Categorical Foundations of Formalized Condensed Mathematics

TL;DR

This paper develops the categorical foundations of condensed mathematics, extending the theory beyond compact Hausdorff spaces and formalizing the results in the Lean proof assistant.

Contribution

It generalizes the relationship between different topologies in condensed mathematics under minimal assumptions and characterizes sheaves and coverings in these categories.

Findings

Established the relationship between topologies beyond compact Hausdorff spaces.

Provided a characterization of sheaves and covering sieves for these categories.

Fully formalized all results in the Lean proof assistant.

Abstract

Condensed mathematics, developed by Clausen and Scholze over the last few years, proposes a generalization of topology with better categorical properties. It replaces the concept of a topological space by that of a condensed set, which can be defined as a sheaf for the coherent topology on a certain category of compact Hausdorff spaces.
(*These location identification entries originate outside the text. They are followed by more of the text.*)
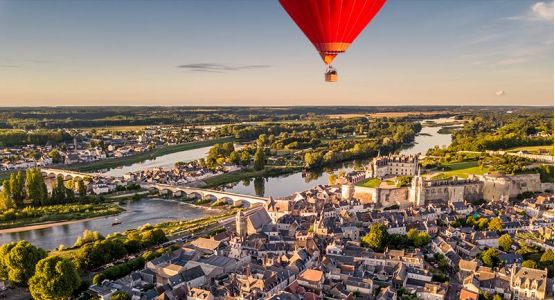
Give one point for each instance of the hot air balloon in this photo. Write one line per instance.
(331, 25)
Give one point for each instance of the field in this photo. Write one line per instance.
(123, 161)
(244, 174)
(532, 149)
(459, 169)
(386, 114)
(370, 182)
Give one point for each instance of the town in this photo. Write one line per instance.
(472, 219)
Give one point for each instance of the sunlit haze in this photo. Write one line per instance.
(232, 52)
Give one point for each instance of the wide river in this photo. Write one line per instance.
(156, 211)
(137, 213)
(287, 184)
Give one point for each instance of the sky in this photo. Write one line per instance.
(249, 52)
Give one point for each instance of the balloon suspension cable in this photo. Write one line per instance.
(331, 74)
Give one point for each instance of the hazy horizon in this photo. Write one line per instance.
(249, 53)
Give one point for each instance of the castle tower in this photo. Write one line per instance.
(241, 224)
(416, 192)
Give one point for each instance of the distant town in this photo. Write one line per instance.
(468, 219)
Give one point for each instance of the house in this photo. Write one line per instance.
(199, 294)
(468, 295)
(311, 279)
(528, 283)
(433, 291)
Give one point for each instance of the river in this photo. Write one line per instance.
(164, 161)
(137, 213)
(285, 185)
(155, 211)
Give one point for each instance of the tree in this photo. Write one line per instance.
(4, 250)
(59, 190)
(5, 202)
(81, 189)
(234, 158)
(259, 159)
(55, 278)
(120, 296)
(376, 237)
(505, 242)
(35, 187)
(55, 156)
(547, 257)
(495, 225)
(20, 262)
(481, 224)
(529, 264)
(245, 158)
(490, 257)
(16, 190)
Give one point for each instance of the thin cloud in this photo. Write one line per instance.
(539, 11)
(11, 66)
(219, 68)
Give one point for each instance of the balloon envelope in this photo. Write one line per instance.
(332, 25)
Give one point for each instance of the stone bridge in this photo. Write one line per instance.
(205, 194)
(163, 189)
(68, 174)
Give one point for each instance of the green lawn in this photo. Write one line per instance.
(532, 149)
(247, 173)
(459, 169)
(124, 161)
(370, 182)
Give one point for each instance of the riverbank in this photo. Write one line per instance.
(55, 215)
(247, 174)
(45, 225)
(111, 163)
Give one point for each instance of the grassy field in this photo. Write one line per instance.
(532, 149)
(123, 161)
(244, 174)
(459, 169)
(370, 182)
(386, 114)
(58, 213)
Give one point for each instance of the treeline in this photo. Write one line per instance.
(58, 276)
(503, 131)
(29, 189)
(10, 138)
(389, 139)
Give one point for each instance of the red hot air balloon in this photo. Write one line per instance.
(331, 25)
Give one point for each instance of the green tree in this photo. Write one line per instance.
(59, 191)
(16, 188)
(529, 264)
(505, 242)
(376, 238)
(547, 257)
(120, 296)
(259, 159)
(35, 186)
(6, 202)
(490, 257)
(4, 250)
(20, 262)
(81, 189)
(497, 297)
(55, 156)
(495, 225)
(245, 158)
(55, 278)
(481, 224)
(234, 158)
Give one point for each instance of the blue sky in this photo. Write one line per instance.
(250, 53)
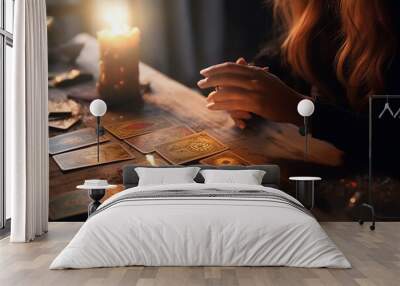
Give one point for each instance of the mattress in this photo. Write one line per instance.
(201, 225)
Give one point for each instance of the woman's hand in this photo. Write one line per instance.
(242, 89)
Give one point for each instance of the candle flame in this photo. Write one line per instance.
(116, 17)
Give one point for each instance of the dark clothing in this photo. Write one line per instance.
(339, 123)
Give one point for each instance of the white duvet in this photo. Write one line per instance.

In this case, the sheaf condition has a fairly simple explicit description, which arises from studying the relationship between the coherent, regular and extensive topologies. In this paper, we establish this relationship under minimal assumptions on the category, going beyond the case of compact Hausdorff spaces. Along the way, we also provide a characterization of sheaves and covering sieves for these categories. All results in this paper have been fully formalized in the Lean proof assistant.